Installing package into ‘/usr/hdp/18.104.22.168-2/spark2/R/lib’ (as ‘lib’ is unspecified)
Warning in install.packages("[name_of_package]", repos = "http://...") :
'lib = "/usr/hdp/22.214.171.124-2/spark2/R/lib"' is not writable
Would you like to use a personal library instead? (y/n)
I figured out a way to do it.
First, create or modify .Rprofile. Add the installations and responses at the top of that file. For example:
repos = [CRAN or wherever you're sourcing from] install.packages(package1, repos) y y install.packages(package2, repos) install.packages(package3, repos) ... # etc.
The 'y's should only be necessary for the first package, when R asks if you want to create a new library. The subsequent packages will also be dropped in there.

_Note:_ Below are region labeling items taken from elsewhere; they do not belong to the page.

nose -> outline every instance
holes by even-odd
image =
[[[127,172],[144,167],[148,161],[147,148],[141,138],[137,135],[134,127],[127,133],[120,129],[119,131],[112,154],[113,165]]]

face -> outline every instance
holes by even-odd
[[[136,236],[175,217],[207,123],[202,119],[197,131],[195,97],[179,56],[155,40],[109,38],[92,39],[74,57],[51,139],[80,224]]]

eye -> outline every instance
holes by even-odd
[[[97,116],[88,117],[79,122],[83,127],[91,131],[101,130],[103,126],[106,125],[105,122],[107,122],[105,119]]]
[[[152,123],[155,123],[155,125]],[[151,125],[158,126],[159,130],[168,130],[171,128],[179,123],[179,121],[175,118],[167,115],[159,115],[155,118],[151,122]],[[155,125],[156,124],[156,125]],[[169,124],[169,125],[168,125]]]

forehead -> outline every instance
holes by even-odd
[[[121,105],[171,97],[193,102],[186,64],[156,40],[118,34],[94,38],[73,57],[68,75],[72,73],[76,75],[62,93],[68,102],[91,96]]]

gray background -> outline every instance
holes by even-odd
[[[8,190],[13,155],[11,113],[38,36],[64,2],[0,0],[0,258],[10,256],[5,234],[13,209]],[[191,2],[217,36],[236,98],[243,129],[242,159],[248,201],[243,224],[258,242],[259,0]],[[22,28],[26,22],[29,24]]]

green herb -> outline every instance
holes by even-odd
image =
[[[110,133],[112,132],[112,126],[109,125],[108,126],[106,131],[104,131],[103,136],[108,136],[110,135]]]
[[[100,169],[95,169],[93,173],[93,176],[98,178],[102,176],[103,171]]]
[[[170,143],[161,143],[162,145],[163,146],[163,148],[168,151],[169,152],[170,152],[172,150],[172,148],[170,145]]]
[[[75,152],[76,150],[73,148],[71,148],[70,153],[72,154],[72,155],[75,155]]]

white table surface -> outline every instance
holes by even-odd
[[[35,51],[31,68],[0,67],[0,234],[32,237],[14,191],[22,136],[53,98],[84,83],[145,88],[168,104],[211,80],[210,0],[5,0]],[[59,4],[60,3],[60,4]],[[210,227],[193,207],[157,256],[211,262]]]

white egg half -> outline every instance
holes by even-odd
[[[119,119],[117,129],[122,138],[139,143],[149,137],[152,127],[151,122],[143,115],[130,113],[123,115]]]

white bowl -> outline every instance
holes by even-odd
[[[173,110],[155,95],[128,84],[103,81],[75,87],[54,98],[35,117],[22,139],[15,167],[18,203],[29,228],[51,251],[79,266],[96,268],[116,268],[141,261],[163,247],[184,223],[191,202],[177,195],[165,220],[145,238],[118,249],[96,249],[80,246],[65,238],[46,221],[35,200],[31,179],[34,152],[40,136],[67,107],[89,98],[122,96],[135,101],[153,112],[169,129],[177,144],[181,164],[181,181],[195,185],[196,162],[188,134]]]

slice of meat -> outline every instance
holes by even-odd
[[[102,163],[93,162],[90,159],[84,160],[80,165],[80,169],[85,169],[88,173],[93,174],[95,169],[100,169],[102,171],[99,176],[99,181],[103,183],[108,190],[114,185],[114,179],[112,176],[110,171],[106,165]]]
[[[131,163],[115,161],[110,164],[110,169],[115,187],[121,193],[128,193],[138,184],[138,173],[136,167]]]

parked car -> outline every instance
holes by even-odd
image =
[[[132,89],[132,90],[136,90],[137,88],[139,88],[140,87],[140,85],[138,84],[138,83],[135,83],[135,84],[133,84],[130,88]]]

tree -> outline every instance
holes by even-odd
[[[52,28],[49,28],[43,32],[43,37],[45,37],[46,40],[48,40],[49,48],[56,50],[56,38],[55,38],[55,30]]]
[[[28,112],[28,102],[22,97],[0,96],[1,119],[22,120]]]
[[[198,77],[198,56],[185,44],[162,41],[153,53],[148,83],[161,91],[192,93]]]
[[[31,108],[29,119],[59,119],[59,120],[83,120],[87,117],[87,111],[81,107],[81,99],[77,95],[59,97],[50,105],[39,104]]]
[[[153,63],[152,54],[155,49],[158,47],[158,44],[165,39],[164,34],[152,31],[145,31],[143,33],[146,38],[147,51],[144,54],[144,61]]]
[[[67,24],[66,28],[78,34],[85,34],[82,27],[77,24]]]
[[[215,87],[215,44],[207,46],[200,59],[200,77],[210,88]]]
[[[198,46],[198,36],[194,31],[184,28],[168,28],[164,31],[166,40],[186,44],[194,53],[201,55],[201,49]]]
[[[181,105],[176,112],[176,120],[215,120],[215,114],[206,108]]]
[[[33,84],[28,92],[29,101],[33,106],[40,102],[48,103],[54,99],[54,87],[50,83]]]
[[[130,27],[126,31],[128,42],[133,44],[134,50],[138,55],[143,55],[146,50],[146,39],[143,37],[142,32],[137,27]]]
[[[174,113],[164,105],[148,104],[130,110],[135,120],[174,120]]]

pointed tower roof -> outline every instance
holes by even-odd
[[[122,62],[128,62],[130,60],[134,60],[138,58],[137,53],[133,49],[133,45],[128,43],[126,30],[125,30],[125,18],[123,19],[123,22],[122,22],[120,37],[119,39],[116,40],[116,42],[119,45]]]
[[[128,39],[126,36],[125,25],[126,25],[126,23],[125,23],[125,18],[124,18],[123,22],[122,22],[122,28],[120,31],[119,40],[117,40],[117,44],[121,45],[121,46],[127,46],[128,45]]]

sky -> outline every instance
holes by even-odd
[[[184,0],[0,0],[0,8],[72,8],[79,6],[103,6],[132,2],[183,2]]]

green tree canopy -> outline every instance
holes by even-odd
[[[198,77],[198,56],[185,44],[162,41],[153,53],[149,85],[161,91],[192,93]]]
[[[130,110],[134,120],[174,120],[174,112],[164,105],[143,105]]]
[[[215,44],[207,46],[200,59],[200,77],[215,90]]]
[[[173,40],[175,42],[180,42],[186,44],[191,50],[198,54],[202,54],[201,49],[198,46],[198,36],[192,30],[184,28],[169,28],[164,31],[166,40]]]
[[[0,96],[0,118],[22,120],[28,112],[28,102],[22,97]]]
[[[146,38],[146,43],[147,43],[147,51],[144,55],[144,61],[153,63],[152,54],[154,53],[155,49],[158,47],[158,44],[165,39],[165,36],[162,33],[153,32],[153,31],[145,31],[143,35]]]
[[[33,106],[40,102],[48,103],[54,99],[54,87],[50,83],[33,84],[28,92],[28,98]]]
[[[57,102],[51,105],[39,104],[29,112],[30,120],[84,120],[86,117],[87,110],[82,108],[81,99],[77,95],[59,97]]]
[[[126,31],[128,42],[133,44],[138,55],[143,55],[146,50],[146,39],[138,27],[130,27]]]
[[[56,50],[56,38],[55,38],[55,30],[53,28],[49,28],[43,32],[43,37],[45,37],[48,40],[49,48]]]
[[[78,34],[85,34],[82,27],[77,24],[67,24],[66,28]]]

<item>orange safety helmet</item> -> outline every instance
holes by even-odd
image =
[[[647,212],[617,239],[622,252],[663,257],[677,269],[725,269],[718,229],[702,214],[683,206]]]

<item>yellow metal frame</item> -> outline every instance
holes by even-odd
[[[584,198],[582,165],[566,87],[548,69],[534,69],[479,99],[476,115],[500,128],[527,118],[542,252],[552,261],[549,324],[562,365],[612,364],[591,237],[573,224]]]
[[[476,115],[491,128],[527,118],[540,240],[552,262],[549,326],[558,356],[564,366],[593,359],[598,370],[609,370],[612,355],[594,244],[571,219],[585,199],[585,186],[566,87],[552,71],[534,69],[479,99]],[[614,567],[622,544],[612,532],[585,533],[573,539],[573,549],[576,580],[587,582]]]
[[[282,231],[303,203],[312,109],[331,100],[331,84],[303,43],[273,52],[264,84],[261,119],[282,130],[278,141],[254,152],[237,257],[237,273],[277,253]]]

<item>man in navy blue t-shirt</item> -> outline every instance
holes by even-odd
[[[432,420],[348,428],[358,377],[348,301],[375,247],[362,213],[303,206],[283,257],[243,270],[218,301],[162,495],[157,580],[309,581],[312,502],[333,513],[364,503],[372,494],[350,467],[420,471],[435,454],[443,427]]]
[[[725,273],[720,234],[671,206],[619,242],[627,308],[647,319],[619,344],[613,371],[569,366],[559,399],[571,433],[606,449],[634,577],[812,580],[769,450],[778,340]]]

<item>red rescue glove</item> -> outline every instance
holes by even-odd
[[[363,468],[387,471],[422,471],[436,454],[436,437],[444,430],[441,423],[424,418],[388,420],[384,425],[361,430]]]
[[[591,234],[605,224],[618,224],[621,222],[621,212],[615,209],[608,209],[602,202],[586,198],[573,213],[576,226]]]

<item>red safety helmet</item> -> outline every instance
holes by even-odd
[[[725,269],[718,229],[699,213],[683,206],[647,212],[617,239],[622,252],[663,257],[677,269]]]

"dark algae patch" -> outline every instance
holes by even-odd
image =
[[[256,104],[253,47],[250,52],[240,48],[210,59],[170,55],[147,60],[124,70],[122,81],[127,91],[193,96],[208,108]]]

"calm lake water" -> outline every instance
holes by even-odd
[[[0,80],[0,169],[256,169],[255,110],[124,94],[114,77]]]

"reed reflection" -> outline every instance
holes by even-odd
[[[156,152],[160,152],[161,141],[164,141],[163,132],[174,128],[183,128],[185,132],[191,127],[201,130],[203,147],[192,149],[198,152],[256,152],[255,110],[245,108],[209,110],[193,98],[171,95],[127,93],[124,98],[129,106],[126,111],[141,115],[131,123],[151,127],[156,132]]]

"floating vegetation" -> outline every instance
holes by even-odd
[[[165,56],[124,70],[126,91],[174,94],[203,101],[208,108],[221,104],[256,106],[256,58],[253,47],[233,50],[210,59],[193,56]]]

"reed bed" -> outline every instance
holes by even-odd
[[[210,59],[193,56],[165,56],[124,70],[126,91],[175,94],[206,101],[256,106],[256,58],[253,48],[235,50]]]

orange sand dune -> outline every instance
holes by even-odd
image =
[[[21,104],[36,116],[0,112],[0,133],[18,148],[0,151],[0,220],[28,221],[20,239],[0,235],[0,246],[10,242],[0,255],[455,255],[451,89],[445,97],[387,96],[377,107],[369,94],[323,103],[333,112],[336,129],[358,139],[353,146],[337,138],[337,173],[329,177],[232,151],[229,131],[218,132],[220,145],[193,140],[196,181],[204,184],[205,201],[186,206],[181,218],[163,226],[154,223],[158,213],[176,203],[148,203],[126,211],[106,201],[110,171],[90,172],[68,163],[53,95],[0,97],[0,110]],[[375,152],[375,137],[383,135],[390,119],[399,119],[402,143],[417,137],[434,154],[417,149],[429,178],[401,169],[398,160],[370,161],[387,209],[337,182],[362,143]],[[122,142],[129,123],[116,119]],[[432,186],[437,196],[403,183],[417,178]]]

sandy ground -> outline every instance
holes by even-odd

If you really want it to be hands-free and the script does other things after installing the R packages, you can add a
quit() statement at the end, which will exit R and do whatever else you want the script to do. This might be annoying when you want to launch R later, so you'd want the script to pass around a couple different .Rprofiles.
Second, in your bash script, simply open R with
R. The .Rprofile will be run immediately on startup, and the packages will be downloaded automatically.